Morrisey contends the rule is also illegal because it seeks to require states to regulate coal-fired power plants under Section 111(d) of the Clean Air Act, even though the EPA already regulates those same plants under the hazardous air pollutant program, or Section 112 of the Act. Amendments to the Clean Air Act in 1990 expressly prohibited such double regulation. The administration is relying on a drafting error in a portion of the 1990 amendments to claim it has the authority to follow through with these onerous regulations.

Morrisey and the coalition of AGs said Monday they intend to file legal actions challenging this final rule.

“Our coalition, in short order, will comprise of many states, consumers, mine workers, coal operators, utilities and businesses who are united in opposition to this radical and illegal policy,” Morrisey said.

Other West Virginia officials issued similar complaints about the EPA rule.

"After an initial review, it appears the Environmental Protection Agency has made some changes to the proposed Clean Power Plan rule; however, those limited changes still leave us with proposed regulations that are unreasonable, unrealistic and ultimately unattainable for our state,” Gov. Earl Ray Tomblin said in a statement. “While those who employ our hardworking miners have urged us to refuse to submit a compliance plan, at this point West Virginia still has not determined whether it will submit any plan to the EPA.

"As required by House Bill 2004 passed by the Legislature this year, our Department of Environmental Protection will develop a detailed report for the Legislature that includes 'a comprehensive analysis of the effect of the Section 111(d) rule on the state.' In accordance with the new law this analysis, which could not begin until the EPA released its final rule, will be completed within 180 days.”

Tomblin said that while the DEP works on the report required by the Legislature, his staff will continue to review our legal options and are working to determine what a federally developed state implementation plan would involve.

“I appreciate the ongoing work of DEP Secretary Randy Huffman and his staff, who like me, are committed to putting the interests of West Virginians first,” he said.

State Senate President Bill Cole and House Speaker of the House Tim Armstead issued a joint pledge to defend the state’s coal industry.

"The release of President Obama's Clean Power Plan today is sadly something that we have anticipated for years," Cole said. "That's why we took bold, decisive steps in passing House Bill 2004, which provides an additional layer of protection against the relentless attacks on West Virginia's coal fields.

“The Legislature absolutely will not approve any State Implementation Plan that will cause more harm, and bring more job losses, to our state's coal industry."

Armstead echoed that commitment.

"The Obama Administration's Clean Power Plan is another blow to hard working West Virginians who rely on coal-fired power plants for their jobs and livelihood,” he said. “President Obama, when he was running for president, pledged that if companies continued to rely on coal-fired energy it would bankrupt them. This plan is the latest step in the Obama administration's pledge to bankrupt the coal industry.
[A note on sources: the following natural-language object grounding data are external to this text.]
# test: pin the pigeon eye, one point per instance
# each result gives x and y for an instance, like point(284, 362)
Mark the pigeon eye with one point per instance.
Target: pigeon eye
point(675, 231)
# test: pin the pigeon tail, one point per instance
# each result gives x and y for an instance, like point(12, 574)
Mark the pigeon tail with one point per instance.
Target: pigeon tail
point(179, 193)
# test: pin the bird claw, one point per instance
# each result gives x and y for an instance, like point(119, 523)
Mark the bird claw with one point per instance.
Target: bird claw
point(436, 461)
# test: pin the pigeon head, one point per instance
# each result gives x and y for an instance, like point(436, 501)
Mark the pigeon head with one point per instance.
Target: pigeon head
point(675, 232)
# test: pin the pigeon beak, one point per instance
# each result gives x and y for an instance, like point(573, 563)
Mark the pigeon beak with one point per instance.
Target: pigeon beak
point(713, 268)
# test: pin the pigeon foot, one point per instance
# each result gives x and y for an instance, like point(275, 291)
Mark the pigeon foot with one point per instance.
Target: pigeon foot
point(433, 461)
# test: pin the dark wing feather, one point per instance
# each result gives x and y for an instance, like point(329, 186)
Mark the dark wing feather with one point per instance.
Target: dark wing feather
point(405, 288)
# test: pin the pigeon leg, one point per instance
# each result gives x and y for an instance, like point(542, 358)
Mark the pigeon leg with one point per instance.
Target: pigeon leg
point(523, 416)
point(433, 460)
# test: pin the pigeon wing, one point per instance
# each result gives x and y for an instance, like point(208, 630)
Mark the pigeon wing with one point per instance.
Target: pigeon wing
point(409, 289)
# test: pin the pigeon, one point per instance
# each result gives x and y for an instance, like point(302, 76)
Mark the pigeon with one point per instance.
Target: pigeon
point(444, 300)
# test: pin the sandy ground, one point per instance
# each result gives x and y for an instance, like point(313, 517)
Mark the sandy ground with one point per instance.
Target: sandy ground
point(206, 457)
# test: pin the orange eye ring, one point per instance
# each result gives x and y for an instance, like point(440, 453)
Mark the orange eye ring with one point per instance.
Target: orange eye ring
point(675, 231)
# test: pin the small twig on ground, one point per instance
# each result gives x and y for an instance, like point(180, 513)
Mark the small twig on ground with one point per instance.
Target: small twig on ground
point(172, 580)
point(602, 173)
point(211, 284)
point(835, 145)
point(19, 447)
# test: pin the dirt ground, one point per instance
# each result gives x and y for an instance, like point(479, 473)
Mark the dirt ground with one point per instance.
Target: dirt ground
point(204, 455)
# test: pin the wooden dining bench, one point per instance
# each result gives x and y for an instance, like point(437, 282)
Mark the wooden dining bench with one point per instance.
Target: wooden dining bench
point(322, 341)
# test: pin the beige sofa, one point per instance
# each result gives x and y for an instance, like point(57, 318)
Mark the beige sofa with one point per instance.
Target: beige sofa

"Sadly, on the very day that the Obama administration released another round of over-reaching regulations that will further harm our vital coal industry, one of West Virginia's leading coal producers announced that it had filed for bankruptcy protection.

"Under the EPA’s new plan, West Virginia, along with other energy producing states, is directed to develop a plan that will impose self-inflicted damage on our state’s struggling economy," Armstead continued. "All leaders of our state will need to carefully consider whether West Virginia should submit a State Implementation Plan as required by the Clean Power Plan or instead take other steps to fight this latest round of federal overreach."